Ahmad Hashemi’s Brief Take on The Emerging US-Iran Agreement:
The Iran War Was the Most Significant Foreign Policy Failure of the Trump Administration.
The preliminary US-Iran framework agreement does not signal the birth of a new, stable, peaceful Middle East; it merely pauses a hot war—at least for the time being—while the Cold War continues. The core drivers of regional instability—Iran’s nuclear enrichment, its ballistic missiles, proxy networks, and the security of the Strait of Hormuz—remain insufficiently addressed. This outcome represents a massive strategic defeat for both the United States and Israel. Washington has apparently granted Iran substantial sanctions relief and oil-export access—concessions that did not exist prior to the conflict—while receiving absolutely nothing substantial in return.
5 Core Reasons for Pessimism
- Israeli Sabotage: Israel views this deal as an existential threat to its hegemonic ambitions in the region and will actively work to dismantle it.
- Irreconcilable Demands: The foundational geopolitical goals and expectations of Washington and Tehran remain fundamentally opposed.
- Vanishing Incentives: With the US midterm elections approaching this November, time favors Iran. Tehran has little motivation to offer meaningful concessions now. Paradoxically, the Iranian regime thrives in an environment of chaos and instability.
- Empowerment of the Regime: The unnecessary war inadvertently fueled nationalistic sentiments and strengthened the Islamic Republic, neutralizing Iran’s domestic civil society and pro-democracy movement while reinforcing a brutal regime.
- Dual Expansionism: A comprehensive, lasting peace in the Middle East is impossible while both regional powers remain ideologically expansionist—Iran via the export of its Islamic Revolution, and Israel via its biblically motivated territorial annexation ambitions.
Shifting Geopolitical Implications
1. Diminished US Global Standing
The conflict exposed severe limitations in American power. Washington failed to bring Iran to heel, secure the Strait of Hormuz, push Saudi Arabia into a hot war, or enforce normalization with Israel. Furthermore, expensive US defense technology struggled to counter cheap Iranian missiles. The US failed to rally NATO or European allies to its cause, could not dissuade China from backing Tehran, and could not stop Gulf states from cutting private, bilateral deals with Iran to insulate themselves from conflict.
2. Israel’s Strategic Overreach
While Israel successfully drew the US into a direct confrontation with Iran, it achieved none of its strategic goals. There was no regime change, no Arab-Israeli military coalition, and no new territorial annexations in Lebanon. Instead, Israel faced public pushback from President Trump after striking Beirut and was forced into an agreement it fiercely opposed. Consequently, American public opinion is shifting, increasingly blaming Tel Aviv for dragging the US into an unnecessary war. This dynamic risks generational damage to the bilateral relationship, especially given Israel’s systemic reliance on US funding, weaponry, and diplomatic cover.

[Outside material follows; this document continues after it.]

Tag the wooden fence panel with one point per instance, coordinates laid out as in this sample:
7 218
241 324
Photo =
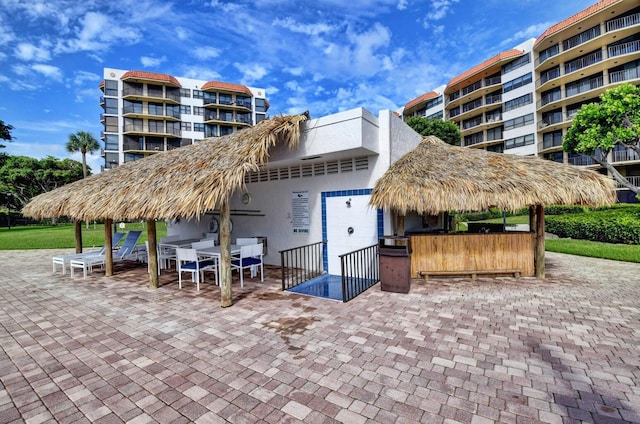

Domestic Political Friction & Historical Context
President Trump is going to have a hard time selling any agreement with Iran as a victory that is worth the blood and treasure spent on it. Many influential “Israel First” figures have already turned against it. The internal American battle over this deal will be fierce. Hardline pro-Israel decision-shapers and neoconservatives within the US—including Mark Levin, Laura Loomer, and Lindsey Graham—are furious and will actively attempt to abort any future framework. Meanwhile, “America First” voices like former counterterrorism official Joe Kent argue that the only way to ensure the ceasefire holds is to completely cut military and intelligence assistance to Israel.
Simultaneously, Israeli Prime Minister Benjamin Netanyahu is poised to openly challenge President Trump. Netanyahu needs to oppose peace and deliberately prolong wars to evade his corruption trials, even if he has to commit war crimes and genocide in the process. Facing weak domestic poll numbers ahead of Israel’s October elections, a desperate Netanyahu will likely resort to high-profile defiance of Washington to salvage his political standing, mirroring his historic 2015 address to the US Congress against the Obama administration.
The Cost of Undoing the JCPOA: Ultimately, this conflict underscores the tragedy of ditching the 2015 JCPOA. The original nuclear deal was a landmark diplomatic achievement that contained Iran’s nuclear ambitions. However, driven heavily by animosity toward Obama—because he is Black and his middle name is Hussein—and a political obsession with erasing his predecessor’s legacy, Trump nixed that agreement. As a result, the US has incurred massive global economic costs only to settle for a far weaker, deeply flawed agreement that leaves a brutal Iranian regime rewarded and firmly in place. This stands as the most significant foreign policy failure of the Trump administration.